I like to comp my show Roommate From Hell to:
Broad City: Both are about two young women with a Perfect Strangers dichotomy—but who are usually on the same team. (When your main characters fanatically love each other, they can get away with being horrible to everyone else.) Both shows are very silly and cartoonish. But Broad City doesn’t have a fantasy element, so I have to add another comp.
Rick & Morty: Foul-mouthed, sharp, creative cartoon that can get emotionally heavy in that specific Dan Harmon way. If you’ve seen Rick & Morty then you get it. But it’s also the favorite show of guys who quote too much Monty Python, and if you haven’t seen the show, you’re thinking of those guys instead, so my comp is ruined.
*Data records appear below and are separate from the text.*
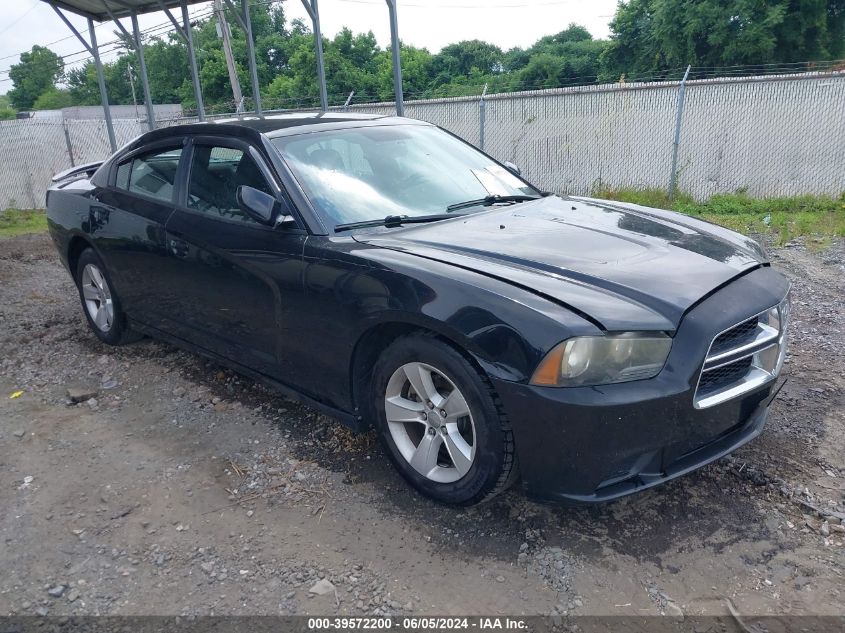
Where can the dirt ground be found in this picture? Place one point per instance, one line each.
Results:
(182, 488)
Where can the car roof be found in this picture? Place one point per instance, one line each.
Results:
(274, 125)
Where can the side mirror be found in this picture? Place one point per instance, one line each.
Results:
(260, 206)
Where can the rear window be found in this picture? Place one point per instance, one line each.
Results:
(152, 174)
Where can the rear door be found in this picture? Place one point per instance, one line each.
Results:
(235, 283)
(127, 221)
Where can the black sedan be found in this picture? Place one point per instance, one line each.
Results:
(393, 276)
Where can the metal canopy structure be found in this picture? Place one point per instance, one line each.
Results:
(103, 10)
(115, 10)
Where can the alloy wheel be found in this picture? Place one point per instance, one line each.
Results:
(430, 422)
(97, 296)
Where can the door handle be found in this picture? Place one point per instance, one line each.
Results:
(179, 247)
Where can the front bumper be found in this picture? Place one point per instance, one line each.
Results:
(593, 444)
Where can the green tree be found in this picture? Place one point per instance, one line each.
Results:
(657, 37)
(37, 71)
(6, 110)
(464, 57)
(53, 99)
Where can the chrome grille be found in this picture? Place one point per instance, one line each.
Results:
(744, 357)
(735, 336)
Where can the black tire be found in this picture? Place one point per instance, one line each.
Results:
(494, 467)
(117, 332)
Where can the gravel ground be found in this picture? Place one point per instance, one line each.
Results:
(175, 486)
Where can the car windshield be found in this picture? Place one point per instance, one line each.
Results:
(368, 173)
The Good Place: This show came out a year or two into Roommate’s development, but its themes and premise came close enough to ours that it ended up being an anti-influence: once they “did” certain ideas, like an evil entity learning human morality, we couldn’t do the same without feeling like copycats. But I think Good Place fans would like our show.
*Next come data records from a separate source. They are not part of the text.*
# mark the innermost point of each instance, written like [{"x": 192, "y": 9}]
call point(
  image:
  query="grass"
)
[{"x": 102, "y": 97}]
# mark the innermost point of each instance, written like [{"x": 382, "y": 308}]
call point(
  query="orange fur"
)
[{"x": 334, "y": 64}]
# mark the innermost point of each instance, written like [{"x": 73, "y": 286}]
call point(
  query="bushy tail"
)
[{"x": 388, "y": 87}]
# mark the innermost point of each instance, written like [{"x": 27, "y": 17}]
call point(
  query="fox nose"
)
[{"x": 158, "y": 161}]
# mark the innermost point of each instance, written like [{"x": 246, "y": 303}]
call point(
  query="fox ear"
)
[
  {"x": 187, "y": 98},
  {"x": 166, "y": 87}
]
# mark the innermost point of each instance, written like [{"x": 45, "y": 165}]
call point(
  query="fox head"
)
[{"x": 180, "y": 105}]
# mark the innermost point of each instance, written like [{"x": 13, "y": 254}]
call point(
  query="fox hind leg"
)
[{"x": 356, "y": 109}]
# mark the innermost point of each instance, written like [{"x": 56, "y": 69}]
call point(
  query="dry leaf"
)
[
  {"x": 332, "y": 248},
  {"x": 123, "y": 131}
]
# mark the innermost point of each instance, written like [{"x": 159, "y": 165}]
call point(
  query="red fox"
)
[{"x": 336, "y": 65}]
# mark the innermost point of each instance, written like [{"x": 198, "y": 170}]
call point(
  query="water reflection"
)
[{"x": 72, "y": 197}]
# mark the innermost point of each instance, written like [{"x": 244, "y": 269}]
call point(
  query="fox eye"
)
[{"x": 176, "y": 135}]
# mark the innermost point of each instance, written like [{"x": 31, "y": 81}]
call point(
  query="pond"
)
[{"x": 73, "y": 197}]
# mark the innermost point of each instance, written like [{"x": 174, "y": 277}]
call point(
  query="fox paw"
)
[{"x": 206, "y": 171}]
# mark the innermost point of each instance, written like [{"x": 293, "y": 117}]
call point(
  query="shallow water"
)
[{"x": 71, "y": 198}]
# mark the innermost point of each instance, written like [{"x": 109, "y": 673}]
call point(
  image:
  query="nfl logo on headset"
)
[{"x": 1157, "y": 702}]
What We Do in the Shadows: Now here we’re getting nice and specific. It’s less likely that you’ve seen this movie and show, but it’s a much closer parallel. Both are about mythical creatures turned mundane and mockable. Both are pretty wacky. Both are “horror comedy” with no actual horror.
Some other comps: Buffy is “horror tropes done quippy and modern, with a monster of the week.” Most season 1 episodes are basically Abbott and Costello Meet the Monsters. And you could call us “Portlandia with monsters” because we parody “young person in a city” life as much as we parody horror.
Now, some new audio drama recs, with my comp titles:
The Offensive is The Thick of It or Veep but with the managers of a fictitious UK football club.
Victoriocity is like if Terry Pratchett did full-on steampunk.
The Cryptonaturalist is a bestiary like the original Fantastic Beasts and Where to Find Them, or the “find it under the coffee table at the bed and breakfast” classic Gnomes, or Borges’s Book of Imaginary Beings. It also resembles the Writer’s Almanac. And it’s a natural pickup for fans of Welcome to Night Vale.
The Shadows is like the Joe Swanberg movies Drinking Buddies and Hannah Takes the Stairs, with a little bit of Being John Malkovich puppetry motif, and some Michel Gondry whimsy.